Bien sûr, à partir de 1999, il y a eu le PACS - qui était encore contracté au tribunal jusqu’en 2017, puis à la mairie sans obligation de cérémonie - mais il y avait quelque chose de spécial dans la symbolique du mariage. Être à la marie, avec le/la maire ou ses adjoints qui reconnaissent l’amour homosexuel comme aussi légitime que l’amour hétérosexuel, quand on sait les décennies de rejet qui l’ont précédé, et les LGBTphobies encore présentes dans notre pays, c’est un moment spécial, l’expérience d’une avancée impressionnante.

Un droit qui se transforme en acquis

Après les unions de celles et ceux qui avaient tant attendu, on observe aujourd’hui qu’une nouvelle habitude s’est créée, et nous célébrons de plus en plus de mariages de couples homosexuels pour qui il est tout à fait ordinaire de se marier. Ceux qui ont tout juste la vingtaine voient le mariage pour tous comme un événement plus lointain, et même si l’émotion est toujours présente, car même les plus jeunes sont conscients que l’interdit a existé, le mariage des couples de même sexe s’est banalisé.

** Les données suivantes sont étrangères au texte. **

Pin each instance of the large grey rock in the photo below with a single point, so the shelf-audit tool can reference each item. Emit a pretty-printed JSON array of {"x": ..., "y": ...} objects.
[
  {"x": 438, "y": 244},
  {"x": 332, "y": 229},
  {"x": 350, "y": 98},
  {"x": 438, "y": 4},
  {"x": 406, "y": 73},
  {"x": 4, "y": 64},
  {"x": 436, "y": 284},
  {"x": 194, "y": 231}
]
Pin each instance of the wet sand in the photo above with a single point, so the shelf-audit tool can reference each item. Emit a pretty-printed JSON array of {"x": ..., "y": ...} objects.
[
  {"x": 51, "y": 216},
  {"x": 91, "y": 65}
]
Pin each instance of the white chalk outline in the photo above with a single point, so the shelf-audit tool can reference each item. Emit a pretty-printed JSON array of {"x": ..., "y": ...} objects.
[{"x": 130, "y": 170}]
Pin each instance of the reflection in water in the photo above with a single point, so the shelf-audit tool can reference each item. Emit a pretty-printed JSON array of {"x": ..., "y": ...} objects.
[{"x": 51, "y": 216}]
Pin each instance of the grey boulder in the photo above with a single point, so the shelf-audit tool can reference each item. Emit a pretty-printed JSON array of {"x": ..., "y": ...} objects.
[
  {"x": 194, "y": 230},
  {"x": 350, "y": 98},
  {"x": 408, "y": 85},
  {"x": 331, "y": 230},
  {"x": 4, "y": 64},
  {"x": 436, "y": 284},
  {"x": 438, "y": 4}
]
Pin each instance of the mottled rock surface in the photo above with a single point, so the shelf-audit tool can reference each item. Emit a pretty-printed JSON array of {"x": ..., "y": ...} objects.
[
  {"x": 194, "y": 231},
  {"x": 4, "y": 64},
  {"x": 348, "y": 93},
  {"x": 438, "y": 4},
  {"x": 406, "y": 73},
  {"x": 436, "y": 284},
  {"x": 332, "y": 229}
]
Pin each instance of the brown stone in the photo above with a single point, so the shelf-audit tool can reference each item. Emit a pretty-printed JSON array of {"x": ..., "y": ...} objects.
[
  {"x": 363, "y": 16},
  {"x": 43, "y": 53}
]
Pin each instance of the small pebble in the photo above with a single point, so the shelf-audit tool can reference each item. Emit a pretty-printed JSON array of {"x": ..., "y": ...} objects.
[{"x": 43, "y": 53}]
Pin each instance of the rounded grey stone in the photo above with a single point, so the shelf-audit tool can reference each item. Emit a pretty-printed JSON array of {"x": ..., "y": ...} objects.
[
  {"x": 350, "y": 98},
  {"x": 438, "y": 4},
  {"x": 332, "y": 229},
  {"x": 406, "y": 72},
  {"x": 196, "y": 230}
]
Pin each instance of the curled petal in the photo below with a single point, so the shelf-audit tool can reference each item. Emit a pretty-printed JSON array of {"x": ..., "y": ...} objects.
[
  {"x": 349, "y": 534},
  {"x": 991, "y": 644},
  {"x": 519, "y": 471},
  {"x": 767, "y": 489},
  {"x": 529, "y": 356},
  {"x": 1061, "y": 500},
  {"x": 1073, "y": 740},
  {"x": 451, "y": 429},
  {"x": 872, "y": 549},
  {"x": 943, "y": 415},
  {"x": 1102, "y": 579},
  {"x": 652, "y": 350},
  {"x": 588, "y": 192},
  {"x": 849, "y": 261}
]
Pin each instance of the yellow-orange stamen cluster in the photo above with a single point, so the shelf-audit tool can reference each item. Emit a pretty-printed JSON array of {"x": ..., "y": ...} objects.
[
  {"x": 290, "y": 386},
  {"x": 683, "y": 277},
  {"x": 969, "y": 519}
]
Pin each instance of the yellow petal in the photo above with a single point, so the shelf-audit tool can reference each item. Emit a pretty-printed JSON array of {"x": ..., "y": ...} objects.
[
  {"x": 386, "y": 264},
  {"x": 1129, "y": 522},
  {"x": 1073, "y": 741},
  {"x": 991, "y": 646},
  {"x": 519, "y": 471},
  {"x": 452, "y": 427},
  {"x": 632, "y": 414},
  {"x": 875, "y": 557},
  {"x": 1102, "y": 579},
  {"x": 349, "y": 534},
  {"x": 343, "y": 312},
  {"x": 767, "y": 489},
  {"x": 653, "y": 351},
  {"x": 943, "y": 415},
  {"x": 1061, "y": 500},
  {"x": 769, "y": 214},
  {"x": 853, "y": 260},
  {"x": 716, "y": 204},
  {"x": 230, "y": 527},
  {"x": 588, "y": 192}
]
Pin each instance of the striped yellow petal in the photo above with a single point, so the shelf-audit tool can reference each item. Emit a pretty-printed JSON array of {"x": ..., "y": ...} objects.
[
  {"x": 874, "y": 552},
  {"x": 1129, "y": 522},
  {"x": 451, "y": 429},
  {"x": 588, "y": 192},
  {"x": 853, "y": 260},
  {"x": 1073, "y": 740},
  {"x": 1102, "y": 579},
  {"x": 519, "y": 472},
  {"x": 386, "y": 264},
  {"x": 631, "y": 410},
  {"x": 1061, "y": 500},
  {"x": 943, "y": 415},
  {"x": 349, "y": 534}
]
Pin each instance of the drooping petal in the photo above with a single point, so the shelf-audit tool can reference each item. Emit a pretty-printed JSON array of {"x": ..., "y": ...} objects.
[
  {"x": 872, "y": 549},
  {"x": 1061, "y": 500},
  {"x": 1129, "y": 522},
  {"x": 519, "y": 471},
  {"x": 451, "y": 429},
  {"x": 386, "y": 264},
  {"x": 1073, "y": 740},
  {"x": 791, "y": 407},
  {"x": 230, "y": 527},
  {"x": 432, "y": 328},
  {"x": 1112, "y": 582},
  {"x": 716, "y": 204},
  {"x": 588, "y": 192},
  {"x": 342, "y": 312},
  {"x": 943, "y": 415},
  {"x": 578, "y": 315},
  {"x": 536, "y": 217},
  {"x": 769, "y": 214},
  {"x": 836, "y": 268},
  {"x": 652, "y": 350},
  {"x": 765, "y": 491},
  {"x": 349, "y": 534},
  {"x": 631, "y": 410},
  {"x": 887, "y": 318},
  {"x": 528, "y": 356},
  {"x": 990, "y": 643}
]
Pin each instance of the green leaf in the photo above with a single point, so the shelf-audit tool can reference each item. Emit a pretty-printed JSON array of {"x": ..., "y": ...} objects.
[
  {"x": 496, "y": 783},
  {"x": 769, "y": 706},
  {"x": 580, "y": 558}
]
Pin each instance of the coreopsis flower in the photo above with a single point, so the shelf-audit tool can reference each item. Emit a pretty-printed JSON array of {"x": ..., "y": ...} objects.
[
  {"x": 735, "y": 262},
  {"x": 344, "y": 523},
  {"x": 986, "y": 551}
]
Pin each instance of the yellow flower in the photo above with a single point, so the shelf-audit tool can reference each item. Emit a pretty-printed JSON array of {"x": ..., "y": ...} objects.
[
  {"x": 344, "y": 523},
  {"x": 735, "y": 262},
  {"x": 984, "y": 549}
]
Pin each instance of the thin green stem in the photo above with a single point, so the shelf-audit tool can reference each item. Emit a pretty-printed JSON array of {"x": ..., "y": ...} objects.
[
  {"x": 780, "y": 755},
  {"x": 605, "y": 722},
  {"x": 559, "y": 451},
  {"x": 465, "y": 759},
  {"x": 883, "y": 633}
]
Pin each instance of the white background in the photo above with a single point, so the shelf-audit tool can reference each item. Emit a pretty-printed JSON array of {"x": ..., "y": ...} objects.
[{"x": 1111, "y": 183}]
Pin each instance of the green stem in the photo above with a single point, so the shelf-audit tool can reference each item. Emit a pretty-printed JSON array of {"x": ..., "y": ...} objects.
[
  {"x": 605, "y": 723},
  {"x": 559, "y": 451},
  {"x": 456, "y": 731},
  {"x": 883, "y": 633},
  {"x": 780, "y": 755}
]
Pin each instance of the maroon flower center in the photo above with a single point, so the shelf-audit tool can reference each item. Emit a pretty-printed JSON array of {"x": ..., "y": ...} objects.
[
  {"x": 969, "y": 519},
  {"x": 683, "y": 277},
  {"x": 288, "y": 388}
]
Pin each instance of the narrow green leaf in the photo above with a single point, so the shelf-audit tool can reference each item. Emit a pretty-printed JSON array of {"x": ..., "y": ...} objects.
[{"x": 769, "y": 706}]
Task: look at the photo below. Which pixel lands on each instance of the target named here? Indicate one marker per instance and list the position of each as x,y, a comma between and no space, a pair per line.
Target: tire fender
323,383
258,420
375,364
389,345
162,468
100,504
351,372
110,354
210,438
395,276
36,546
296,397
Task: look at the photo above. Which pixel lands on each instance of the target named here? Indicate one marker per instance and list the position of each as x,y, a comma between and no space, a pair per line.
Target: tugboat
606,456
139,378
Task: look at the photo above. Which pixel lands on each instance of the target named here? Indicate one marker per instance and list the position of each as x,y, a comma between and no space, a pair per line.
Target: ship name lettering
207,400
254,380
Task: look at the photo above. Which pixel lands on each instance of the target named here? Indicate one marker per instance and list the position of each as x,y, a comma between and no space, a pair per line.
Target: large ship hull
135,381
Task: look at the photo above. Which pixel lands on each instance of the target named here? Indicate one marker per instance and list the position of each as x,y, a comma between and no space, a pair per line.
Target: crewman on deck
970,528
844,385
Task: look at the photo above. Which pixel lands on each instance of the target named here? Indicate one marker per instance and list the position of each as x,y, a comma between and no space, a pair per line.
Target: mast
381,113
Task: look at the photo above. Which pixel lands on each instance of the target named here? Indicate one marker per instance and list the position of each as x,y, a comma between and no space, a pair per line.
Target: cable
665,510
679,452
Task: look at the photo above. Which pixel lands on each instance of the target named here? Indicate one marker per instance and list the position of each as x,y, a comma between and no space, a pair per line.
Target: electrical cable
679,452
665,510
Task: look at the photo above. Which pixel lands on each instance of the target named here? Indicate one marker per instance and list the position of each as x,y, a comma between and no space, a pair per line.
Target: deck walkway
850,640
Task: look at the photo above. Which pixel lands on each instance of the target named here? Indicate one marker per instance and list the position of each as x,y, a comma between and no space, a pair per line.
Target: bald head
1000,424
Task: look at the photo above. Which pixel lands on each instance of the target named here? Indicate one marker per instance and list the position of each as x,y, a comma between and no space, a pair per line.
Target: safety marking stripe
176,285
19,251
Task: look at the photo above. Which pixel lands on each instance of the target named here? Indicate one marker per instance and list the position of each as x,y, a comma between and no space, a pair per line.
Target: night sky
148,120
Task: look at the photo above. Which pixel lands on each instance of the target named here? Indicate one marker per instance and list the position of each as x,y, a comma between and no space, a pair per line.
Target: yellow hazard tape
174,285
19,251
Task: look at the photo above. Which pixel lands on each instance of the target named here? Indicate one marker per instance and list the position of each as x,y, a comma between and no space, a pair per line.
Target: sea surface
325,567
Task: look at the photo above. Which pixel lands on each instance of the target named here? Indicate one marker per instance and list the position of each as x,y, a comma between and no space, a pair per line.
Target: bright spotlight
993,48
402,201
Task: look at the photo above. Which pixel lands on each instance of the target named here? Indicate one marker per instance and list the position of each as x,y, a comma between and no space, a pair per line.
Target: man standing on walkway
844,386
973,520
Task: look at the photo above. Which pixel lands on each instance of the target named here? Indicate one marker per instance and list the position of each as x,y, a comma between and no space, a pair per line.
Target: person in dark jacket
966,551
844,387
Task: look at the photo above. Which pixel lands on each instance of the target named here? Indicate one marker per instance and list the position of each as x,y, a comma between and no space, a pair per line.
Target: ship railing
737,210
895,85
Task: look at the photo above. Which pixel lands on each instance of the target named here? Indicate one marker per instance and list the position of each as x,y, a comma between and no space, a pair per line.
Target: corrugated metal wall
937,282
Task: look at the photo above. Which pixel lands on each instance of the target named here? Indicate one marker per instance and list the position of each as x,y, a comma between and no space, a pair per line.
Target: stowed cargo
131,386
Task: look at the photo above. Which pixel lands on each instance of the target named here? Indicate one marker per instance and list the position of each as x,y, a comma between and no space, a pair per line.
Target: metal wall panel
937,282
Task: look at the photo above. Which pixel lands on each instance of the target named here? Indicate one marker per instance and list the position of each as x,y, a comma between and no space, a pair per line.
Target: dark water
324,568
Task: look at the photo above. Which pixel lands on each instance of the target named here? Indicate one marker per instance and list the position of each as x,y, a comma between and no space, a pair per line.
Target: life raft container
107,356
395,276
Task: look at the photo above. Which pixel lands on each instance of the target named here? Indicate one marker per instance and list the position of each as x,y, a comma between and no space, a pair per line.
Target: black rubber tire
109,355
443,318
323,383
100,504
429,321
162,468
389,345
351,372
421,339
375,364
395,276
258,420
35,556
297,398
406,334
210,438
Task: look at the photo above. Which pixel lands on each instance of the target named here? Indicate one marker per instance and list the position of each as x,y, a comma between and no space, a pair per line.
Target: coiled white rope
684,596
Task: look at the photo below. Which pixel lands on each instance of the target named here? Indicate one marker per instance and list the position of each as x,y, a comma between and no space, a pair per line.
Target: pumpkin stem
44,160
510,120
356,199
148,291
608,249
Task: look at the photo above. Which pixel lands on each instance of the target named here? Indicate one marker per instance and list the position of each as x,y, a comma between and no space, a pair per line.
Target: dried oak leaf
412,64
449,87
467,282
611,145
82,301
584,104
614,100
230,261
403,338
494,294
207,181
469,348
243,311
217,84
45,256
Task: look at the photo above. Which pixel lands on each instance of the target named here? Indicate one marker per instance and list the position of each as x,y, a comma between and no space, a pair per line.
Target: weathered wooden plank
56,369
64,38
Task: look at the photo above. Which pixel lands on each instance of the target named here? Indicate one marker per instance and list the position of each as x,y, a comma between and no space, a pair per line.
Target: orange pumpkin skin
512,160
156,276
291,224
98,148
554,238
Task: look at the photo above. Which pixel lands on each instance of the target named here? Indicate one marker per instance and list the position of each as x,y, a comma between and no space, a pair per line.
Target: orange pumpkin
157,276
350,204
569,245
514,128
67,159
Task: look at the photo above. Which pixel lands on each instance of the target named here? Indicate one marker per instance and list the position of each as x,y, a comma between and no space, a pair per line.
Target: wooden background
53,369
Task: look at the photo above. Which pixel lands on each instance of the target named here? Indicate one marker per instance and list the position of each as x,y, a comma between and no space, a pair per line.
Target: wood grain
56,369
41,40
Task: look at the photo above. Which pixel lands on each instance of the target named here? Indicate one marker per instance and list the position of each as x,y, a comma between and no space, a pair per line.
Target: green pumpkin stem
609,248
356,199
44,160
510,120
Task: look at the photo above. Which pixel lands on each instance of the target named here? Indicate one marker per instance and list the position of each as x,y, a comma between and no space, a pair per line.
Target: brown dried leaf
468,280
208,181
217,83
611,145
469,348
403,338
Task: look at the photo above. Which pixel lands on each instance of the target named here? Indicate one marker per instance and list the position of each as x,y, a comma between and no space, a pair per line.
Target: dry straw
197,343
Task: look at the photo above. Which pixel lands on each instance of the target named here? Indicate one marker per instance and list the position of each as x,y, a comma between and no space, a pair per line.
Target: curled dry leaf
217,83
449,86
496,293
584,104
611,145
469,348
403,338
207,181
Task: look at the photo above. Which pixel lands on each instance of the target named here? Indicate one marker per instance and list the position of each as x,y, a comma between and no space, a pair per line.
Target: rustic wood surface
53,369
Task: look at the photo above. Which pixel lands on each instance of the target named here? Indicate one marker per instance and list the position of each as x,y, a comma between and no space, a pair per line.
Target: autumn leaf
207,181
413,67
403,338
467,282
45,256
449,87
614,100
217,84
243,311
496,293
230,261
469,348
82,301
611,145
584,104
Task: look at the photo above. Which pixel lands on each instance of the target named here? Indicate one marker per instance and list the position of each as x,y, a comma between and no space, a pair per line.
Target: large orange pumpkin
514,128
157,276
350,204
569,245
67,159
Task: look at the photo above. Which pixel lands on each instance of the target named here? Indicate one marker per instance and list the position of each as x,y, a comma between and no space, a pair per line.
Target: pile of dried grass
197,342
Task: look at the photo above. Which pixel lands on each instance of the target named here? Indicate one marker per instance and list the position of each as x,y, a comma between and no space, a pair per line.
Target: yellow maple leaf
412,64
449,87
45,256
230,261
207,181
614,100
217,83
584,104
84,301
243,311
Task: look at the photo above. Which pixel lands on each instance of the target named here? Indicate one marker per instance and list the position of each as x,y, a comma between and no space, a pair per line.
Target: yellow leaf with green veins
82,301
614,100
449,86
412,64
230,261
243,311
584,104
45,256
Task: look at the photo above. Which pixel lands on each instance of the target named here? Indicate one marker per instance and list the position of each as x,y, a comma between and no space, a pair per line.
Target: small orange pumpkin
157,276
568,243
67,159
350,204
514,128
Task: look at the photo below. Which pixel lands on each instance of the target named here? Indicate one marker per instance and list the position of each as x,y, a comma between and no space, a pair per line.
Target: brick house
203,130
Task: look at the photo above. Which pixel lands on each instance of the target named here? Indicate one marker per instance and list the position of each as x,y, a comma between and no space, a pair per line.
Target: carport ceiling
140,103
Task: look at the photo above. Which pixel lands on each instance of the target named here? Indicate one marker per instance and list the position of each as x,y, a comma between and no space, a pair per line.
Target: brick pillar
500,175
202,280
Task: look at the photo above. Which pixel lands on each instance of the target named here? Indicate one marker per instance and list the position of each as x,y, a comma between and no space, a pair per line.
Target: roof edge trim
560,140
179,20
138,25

Nombreux sont ceux qui s’opposaient à ce droit et qui reconnaissent aujourd’hui que leurs arguments étaient absurdes. Aujourd’hui encore, quand je célèbre des mariages, je vois des gens qui ont manifesté contre le mariage pour tous qui viennent me dire : « Finalement, on se demande pourquoi on a fait ça. On est au mariage de notre ami, de notre enfant ou de notre cousin, et on est heureux. »

C’est une évolution considérable de la société : en 10 ans, beaucoup de nos adversaires ont changé d’avis et en 2023, dans la vie politique, plus aucune personne sérieuse ne demande l’abrogation de cette loi. Bien sûr, la PMA pour toutes n’a pas été un moment politique facile, mais elle n’a pas suscité les émeutes que nous avons connues pendant les débats sur le mariage pour tous.

Ce que cette décennie nous a montré, c’est que quand on accorde des droits à celles et ceux qui en sont privés, cela profite à tout le monde car c’est la société qui s’élève.

Elle s’élève non seulement dans le droit et le respect des personnes, mais aussi au-delà de l’égalité juridique pure. Quand vous avez rejeté des personnes pendant si longtemps, les considérer comme des citoyens et citoyennes à part entière, c’est aussi un signal politique et philosophique qui n’arrive pas souvent, dans une République. Celui qui rappelle que dans notre société, personne ne doit être exclu.